We wandered into Shahbano one afternoon months ago (it’s just down the street from La Botica) and ended up just hanging way after our lunches were done. What can I say? I found an old copy of TimeOutNY and I obviously had to read every page. Shahbano sells flavorful soups served with half-sandwiches, good coffee and beautiful silk tunics. The place is a kind of store/cafe hybrid, all through the vision of the owner Annick Belanger. We got a chance to chat with her one evening about her global roots and the store while we sipped a little sangria.
Annick was born in Montreal but spent years as a child living in Cameroon. She first came down to Panama with her husband seven years ago and ended up getting a house here. It was not until she sold her restaurant in Montreal that she spent more than a few weeks a year here. Even once Annick was living in Panama, it was a trip to South Asia that led to Shahbano. “I went to India for the first time in 2009 and I was there in five weeks,” Annick said.
“I met this man who did the most incredible embroidery. When I met this man. I looked at my husband and said, I think I found what I wanted to do.”
Annick decided to created a business that would combine her interests in food and clothing. “I always had a passion for fashion. I was always creating my own clothes. That’s where the idea for Shahbano came from. I didn’t want to have the clothing without the food, or the food without the clothing,” Annick explained.
She designs all the clothing sold in Shahbano herself. The pieces are then created in New Delhi, Jaipur and Jodhpur.

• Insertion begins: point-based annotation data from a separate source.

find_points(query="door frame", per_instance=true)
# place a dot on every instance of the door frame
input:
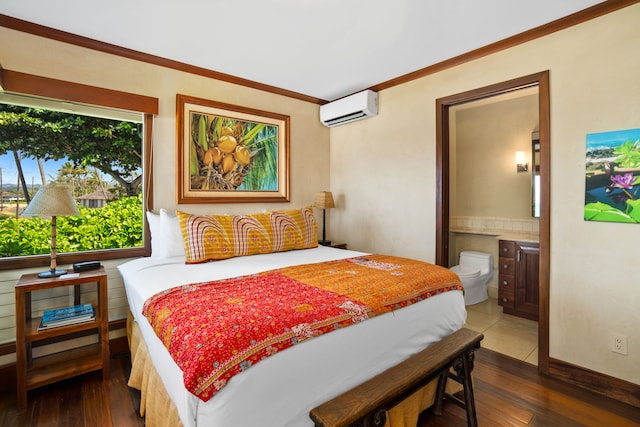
(541, 80)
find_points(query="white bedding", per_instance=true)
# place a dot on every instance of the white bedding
(281, 390)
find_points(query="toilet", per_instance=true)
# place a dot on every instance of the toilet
(475, 271)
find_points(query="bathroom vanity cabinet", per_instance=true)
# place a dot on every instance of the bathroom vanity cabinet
(518, 277)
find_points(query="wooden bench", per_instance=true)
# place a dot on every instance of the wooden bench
(367, 404)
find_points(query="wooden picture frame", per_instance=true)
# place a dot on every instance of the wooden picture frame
(230, 154)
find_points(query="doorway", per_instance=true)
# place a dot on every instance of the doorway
(443, 105)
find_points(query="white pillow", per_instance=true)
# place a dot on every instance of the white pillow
(156, 237)
(172, 241)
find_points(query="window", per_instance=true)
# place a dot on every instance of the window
(95, 141)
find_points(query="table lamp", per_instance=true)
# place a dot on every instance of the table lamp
(49, 202)
(324, 201)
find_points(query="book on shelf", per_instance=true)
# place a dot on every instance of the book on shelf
(67, 316)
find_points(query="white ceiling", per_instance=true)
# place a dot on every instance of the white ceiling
(321, 48)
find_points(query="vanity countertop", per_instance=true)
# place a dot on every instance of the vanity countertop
(519, 237)
(500, 234)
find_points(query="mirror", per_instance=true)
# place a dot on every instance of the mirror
(535, 174)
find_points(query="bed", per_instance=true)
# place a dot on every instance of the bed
(281, 389)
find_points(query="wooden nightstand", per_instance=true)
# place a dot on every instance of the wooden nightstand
(40, 371)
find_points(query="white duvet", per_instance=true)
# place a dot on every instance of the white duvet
(281, 390)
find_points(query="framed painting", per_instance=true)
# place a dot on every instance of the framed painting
(612, 190)
(231, 154)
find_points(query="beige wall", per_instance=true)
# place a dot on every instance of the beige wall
(309, 149)
(383, 172)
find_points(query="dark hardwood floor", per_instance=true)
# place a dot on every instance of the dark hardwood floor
(508, 393)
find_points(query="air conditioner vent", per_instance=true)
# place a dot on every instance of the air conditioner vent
(349, 109)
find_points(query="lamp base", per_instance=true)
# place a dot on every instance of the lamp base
(51, 273)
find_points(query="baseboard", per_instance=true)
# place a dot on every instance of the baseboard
(117, 345)
(612, 387)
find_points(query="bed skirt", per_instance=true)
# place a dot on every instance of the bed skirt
(155, 404)
(159, 410)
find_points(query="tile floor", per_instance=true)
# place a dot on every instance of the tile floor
(510, 335)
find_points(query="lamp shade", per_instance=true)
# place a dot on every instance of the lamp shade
(52, 200)
(324, 200)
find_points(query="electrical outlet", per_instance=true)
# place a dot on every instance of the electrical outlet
(619, 344)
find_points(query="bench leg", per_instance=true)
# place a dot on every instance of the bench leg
(440, 389)
(463, 365)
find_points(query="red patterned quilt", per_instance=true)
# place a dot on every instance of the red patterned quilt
(214, 330)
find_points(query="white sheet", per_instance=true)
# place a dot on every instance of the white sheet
(281, 390)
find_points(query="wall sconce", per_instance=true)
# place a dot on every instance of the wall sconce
(521, 165)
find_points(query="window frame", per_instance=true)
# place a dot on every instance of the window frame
(28, 84)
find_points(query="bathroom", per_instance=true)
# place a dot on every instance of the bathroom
(492, 198)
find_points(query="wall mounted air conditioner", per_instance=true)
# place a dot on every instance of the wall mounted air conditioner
(349, 109)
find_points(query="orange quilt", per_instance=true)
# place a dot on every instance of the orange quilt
(215, 330)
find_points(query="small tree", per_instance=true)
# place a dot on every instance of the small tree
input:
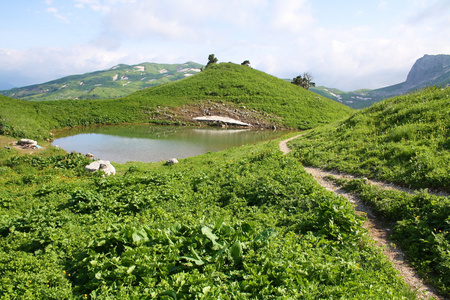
(211, 60)
(304, 81)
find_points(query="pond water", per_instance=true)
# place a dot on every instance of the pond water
(148, 143)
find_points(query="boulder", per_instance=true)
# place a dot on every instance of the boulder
(172, 161)
(102, 165)
(28, 143)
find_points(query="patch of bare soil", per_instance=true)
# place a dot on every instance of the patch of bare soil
(378, 230)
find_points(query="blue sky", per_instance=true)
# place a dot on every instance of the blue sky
(347, 44)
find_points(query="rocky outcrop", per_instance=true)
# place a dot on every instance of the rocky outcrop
(221, 120)
(101, 165)
(428, 68)
(171, 161)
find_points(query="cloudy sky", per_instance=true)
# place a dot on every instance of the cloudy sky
(346, 44)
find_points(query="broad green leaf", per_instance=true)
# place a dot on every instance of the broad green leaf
(236, 251)
(207, 231)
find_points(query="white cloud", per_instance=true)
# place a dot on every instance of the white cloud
(56, 14)
(36, 65)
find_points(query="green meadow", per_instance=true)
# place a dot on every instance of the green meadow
(244, 223)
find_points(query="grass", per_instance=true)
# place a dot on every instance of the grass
(235, 86)
(404, 140)
(243, 223)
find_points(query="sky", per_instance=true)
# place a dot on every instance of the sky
(345, 44)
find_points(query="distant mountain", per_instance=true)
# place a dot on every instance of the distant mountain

She also designs all the home decor and masterminded the menu. I don’t really understand where she found the time, either.
Shahbano opened in April 2011 and Annick says that after a year, the place is still developing. She’s begun a changing system of exhibitions, showing a different artist every month at the moment. The overall goal for Shahbano is be a space for clients to feel at home.”
“There was a proposal done here yesterday, up here,” Annick continued. “I wasn’t here but my staff told me about it. Apparently the man [who was proposing] told the waitress, ‘I put a book about our relationship here on the shelf. [When] I ask you to bring me a book, bring me that one.’”
“That, for me, is what I’m looking for,” Annick said. “To create that kind of environment.”